On Tuesday, Chief of Staff of the Japanese Joint Staff General Yoshihide Yoshida claimed that Japan's Armed Forces in their current state are unable to protect the country from emerging global challenges and rising geopolitical threats.
The 7.74 trillion yen budget proposal is a record, and Prime Minister Fumio Kishida has committed to increase Japan's defense expenditure to 2% of GDP by fiscal 2027, after many years of being around 1%, measured somewhat differently.
Kishida has shifted Tokyo's conventional defense-only approach to play a more supportive role in US policy regarding China.
Exploiting the pretext of deterring the DPRK, the United States has opportunistically escalated its military collaboration with Japan and South Korea, raising concerns of nuclear war in the Korean peninsula.
Abandoning its former position of non-offensive weapons acquisition, the Japanese government has requested 400 Tomahawk missiles made in the US, set for delivery in April 2026. The US approved the prospective sale of up to 50 extended-range air-to-surface missiles to Japan for an estimated cost of $104 million on Monday.
In mid-August, the two agreed on a joint project to develop an interceptor missile to allegedly counter the hypersonic weapons of Russia, China, and the DPRK.

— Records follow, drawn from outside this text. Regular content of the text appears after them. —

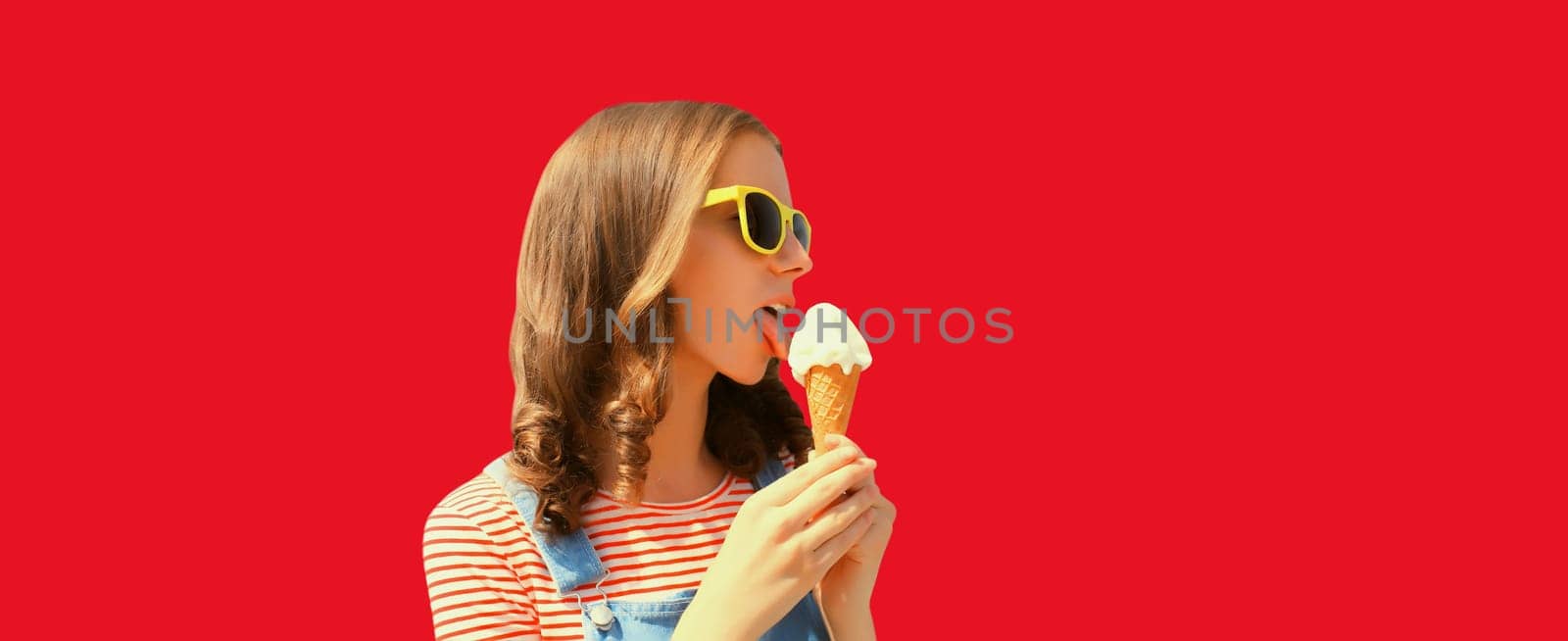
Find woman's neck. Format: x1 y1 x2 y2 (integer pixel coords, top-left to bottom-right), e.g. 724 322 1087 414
599 350 726 503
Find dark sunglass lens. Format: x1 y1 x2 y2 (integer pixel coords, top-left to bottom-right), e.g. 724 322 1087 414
790 213 810 251
747 193 784 249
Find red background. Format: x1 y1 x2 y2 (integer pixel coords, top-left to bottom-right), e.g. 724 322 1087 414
0 3 1565 639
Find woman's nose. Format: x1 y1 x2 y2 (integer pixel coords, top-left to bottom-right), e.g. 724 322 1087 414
768 233 810 277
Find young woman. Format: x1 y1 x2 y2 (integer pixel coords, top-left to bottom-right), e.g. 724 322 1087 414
425 102 894 641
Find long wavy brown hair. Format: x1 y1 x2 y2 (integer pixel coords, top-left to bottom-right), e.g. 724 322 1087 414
507 100 812 533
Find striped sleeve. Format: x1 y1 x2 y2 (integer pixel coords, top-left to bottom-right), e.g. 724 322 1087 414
423 503 541 641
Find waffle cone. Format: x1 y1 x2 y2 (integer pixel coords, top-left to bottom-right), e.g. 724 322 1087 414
806 366 860 452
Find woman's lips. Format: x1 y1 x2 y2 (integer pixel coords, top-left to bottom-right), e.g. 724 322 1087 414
758 307 789 361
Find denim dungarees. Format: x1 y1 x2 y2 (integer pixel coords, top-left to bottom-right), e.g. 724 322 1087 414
484 453 828 641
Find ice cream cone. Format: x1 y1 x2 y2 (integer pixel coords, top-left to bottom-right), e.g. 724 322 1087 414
806 366 860 452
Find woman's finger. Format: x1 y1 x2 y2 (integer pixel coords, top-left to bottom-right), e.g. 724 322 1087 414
813 510 872 567
784 458 876 525
805 492 876 550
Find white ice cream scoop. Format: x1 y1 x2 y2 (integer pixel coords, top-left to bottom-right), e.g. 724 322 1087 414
789 303 872 385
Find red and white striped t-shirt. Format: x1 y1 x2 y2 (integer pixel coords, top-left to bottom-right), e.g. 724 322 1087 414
425 453 795 641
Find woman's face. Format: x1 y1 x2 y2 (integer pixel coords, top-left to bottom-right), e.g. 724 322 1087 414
671 131 810 385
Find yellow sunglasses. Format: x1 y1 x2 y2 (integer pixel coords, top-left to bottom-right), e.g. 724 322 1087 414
703 185 810 254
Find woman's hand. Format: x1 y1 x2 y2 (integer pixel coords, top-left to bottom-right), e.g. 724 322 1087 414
808 434 897 620
674 438 886 641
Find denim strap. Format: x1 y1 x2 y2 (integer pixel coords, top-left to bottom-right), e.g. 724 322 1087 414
484 452 609 596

The military strategy also calls for investing $2.6 billion to build two of a new type of ship, 623 feet long and outfitted with Aegis antimissile systems. Japan had intended to install land-based Aegis systems but abandoned the idea in 2020 due to local resistance.
Taiwan has also been rushing to improve its military readiness, with the island's president ordering another significant increase in military spending in August.
China, Russia, and the DPRK are at the center of Tokyo's updated defense papers passed in 2023. The 510-page assessment claimed that these three countries contribute to "the most severe and complex security environment since the end of World War II."
Japan's post-WWII military, known as the Self-Defense Forces, has tended to downplay mundane operations like maintenance and ammunition restocking, requesting $16 billion in funding to upkeep and maintain equipment, a 15.5% increase over last year, and is raising its ammunition budget.